The accepted description of this transition observes that the first four issues reveal the influence of Moore's style, but The Coyote Gospel deliberately moves towards something different. 




In this interview with Blair Butler, Morrison remembers his desire to 'reconstruct' comics, moving away from 'superheroes in the real world', specifically citing Watchmen as an example of the 'let's bring them into reality' school. 

Morrison's subsequent career in comics has followed this enthusiasm for the highly colourful and hyper-real tropes of the superhero. Unlike Alan Moore, or even fellow 'British Invasion' superstar Neil Gaiman, Morrison has repeatedly worked on familiar superheroes, becoming the writer of X-Men, Batman and Superman, frequently re-inventing them as heroic rather than 'realistic' or 'gritty'. While Morrison and Dave McKean's Arkham Asylum shares the brutality of many 1990s' 'adult comics', and The Invisibles reflects on Morrison's personal interests in the occult and critical theory, he has applied his meta-fictional style to the 'mainstream' comic book universes of DC and Marvel.

The final issue of Animal Man, then, sits at the end of Morrison's earliest successful run on a mainstream comic book. Although the choice of hero rescued a generic and marginalised character - Animal Man still does not have the same cachet as Batman or Superman - his adventures were firmly within the DC Universe. Before meeting his maker, Animal Man chats with Superman and Martian Manhunter, joins the Justice League of America (itself a signifier of his acceptance by mainstream continuity) and even receives his own 'rogues gallery'. The bold finale, in which the continuity of the DC Universe collides with 'reality' (depicted as a Glaswegian canal in dark colours) is remarkable not merely for 'breaking the fourth wall' but doing it within an established continuity.


As NerdSync points out, breaking the fourth wall is not unique to Morrison - his allusion to Deadpool is a reminder that one of the most popular characters in the Marvel Universe is based upon this ability. However, uses the fourth wall as a way to examine notions of fictionality and authorship, and challenges the status of the author as a divine creator.

The presence of the author is in sharp contrast to the manufactured absence of the author in En Attendant Godot. While one of the protagonists, Vladimir, expresses a meta-fictional understanding of the play ('I begin to weary of this motif,' he complains of one routine (Act 2, line 623)), and Pozzo asks whether he has entered 'the board', an allusion to the stage, Beckett does not allow his characters a sustained awareness of their fictionality (in Endgame, however, the repetition of performance is both a metaphor for the repetitious relationship of Ham and Clov and a running commentary on the nature of performance).

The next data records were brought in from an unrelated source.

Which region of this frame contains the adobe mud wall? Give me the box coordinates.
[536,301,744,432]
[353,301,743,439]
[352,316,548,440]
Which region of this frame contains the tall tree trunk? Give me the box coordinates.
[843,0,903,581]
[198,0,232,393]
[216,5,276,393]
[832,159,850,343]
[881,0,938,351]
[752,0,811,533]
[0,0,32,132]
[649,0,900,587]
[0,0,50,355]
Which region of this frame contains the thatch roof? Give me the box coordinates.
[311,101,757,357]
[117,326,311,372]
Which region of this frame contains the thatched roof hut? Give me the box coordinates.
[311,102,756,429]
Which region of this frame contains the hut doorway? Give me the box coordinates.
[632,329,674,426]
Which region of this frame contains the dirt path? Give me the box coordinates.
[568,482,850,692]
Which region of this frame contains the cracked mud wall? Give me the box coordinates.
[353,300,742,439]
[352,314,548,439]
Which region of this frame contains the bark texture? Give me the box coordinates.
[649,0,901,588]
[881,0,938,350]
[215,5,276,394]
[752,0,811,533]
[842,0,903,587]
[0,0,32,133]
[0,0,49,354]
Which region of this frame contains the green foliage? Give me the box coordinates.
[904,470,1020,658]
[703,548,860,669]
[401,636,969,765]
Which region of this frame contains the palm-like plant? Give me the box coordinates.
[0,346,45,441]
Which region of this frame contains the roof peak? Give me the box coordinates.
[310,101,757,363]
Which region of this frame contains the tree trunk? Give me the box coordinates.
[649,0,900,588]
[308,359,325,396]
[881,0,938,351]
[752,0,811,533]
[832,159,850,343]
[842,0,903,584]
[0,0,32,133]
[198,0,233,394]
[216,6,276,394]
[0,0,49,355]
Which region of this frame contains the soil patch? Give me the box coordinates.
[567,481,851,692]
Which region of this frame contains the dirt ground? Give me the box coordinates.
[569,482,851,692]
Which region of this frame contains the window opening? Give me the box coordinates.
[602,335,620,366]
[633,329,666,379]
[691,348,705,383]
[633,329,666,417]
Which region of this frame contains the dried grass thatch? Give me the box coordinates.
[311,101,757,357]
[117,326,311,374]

Yet despite Beckett's own denial ('if I had meant God, I would have said God' quoted in The Essential Samuel Beckett, 2003 p. 75), Godot's arrival provides a meta-narrative for the protagonists: their various antics become a way of filling in the time until his arrival. His absence becomes powerful because of the character's expectation, and considerable commentary exists that attempts to define Godot's identity, from Hobson's 1955 review in The Times of the first production in English, which suggests that a moment of respect at the mention of the divine implies a Christian theology lurks behind the surface absurdism.

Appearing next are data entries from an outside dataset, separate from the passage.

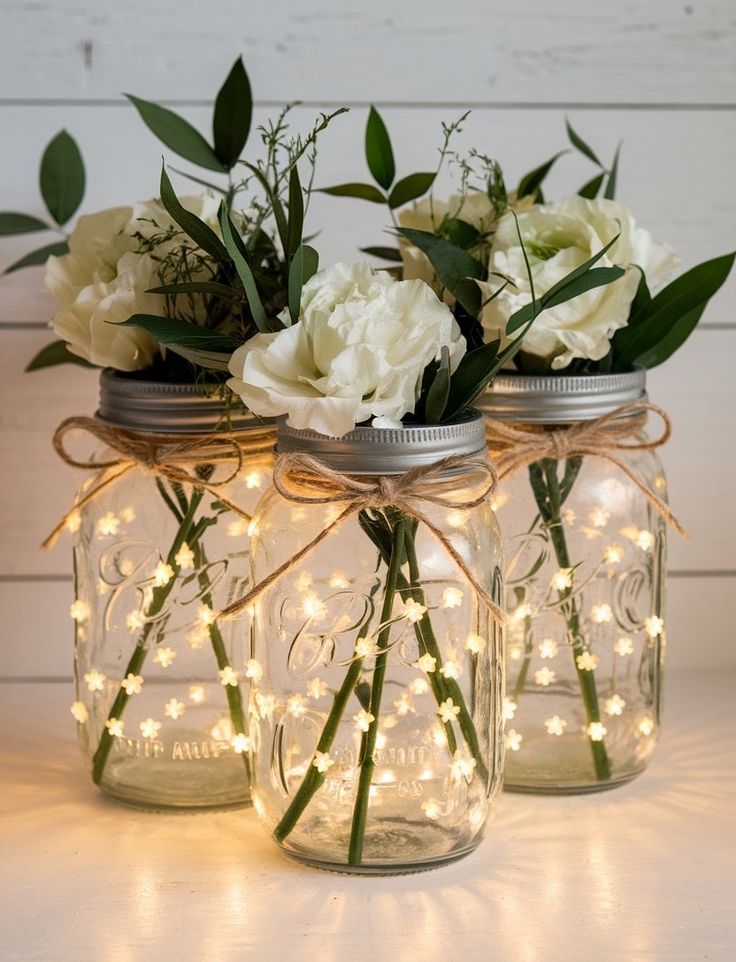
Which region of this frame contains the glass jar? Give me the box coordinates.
[244,413,503,874]
[67,371,275,809]
[483,370,666,794]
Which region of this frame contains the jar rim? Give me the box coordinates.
[479,367,647,424]
[276,410,486,476]
[95,368,274,434]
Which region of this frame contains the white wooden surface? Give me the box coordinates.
[0,671,736,962]
[0,0,736,677]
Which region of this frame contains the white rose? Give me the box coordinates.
[44,196,217,371]
[228,263,465,437]
[481,197,677,370]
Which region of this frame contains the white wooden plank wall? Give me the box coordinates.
[0,0,736,678]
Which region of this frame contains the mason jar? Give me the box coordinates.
[483,370,667,793]
[67,371,275,809]
[244,413,503,874]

Lucky's speech - which begins as philosophy before descending into stream of consciousness gibberish - does recognise a theological vision, but rapidly degenerates. References to the crucified thieves - and the Gospel writers' failure to give a consistent account of the Crucifixion - and Estragon's bootless appeal to God's salvation at least set up the notion of a creator, which is endlessly disappointed.